Consulente editoriale delle più importanti case editrici italiane, da Mondadori a Einaudi, da Adelphi a Garzanti e a Feltrinelli, Manganelli torreggia nel registro narrativo della recensione. In questo contesto la penna si libra e la prosa diventa, senza gratuite smancerie, poesia. Significativo, in merito, è quanto scrive riguardo ad Assassinio nella Cattedrale di Thomas Stearns Eliot. «È veramente una cattedrale questo “dramma sacro”, che si punta e si aderge sui cori come su colonne ed archi: che ha pause di ombre e di luci nei brevi contrasti drammatici, in quei dialoghi svolti sub specie aeternitatis tra la santità e la malignità, provvista o sprovvista di ragione. È insieme la gotica verticalità delle guglie, e la massiccia saldezza dei muri a dare tanto moto e tanta gravità a questa tragedia».
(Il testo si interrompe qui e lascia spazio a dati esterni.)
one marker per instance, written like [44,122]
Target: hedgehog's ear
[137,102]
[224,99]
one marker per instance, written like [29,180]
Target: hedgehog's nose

Autore di opere — Hilarotragoedia (1964), Nuovo commento (1969), Sconclusione (1976), Amore (1981) — che oscillano tra il racconto-visione e il trattato, Manganelli elaborò una sorta di manifesto nella Letteratura come menzogna (1967), in cui afferma — tesi suggestiva e intrigante — che il compito della letteratura è quello di trasformare la realtà in menzogna, in scandalo e in mistificazione. Una realtà che viene risolta in un puro gioco di forme, attraverso le quali la scrittura si configura come contestazione. Può sembrare un atto irriverente verso il fruitore di tale letteratura nonché un oltraggio alla letteratura stessa. Ma così non è. Nel valutare, nel corso dell’opera, i testi di Dickens, Dumas, Nabokov, l’autore, a suo modo e per vie traverse, celebra l’alto valore della letteratura e della sua missione. La letteratura, pur in una veste cinica, è una medicina che cura il dolore dell’uomo, cospargendo balsamo sulle sue piaghe, ed è un tarlo che fruga incessantemente nei suoi affanni per poi lenirli, in conformità a quella dimensione catartica che è propria di ogni eccelsa forma d’arte.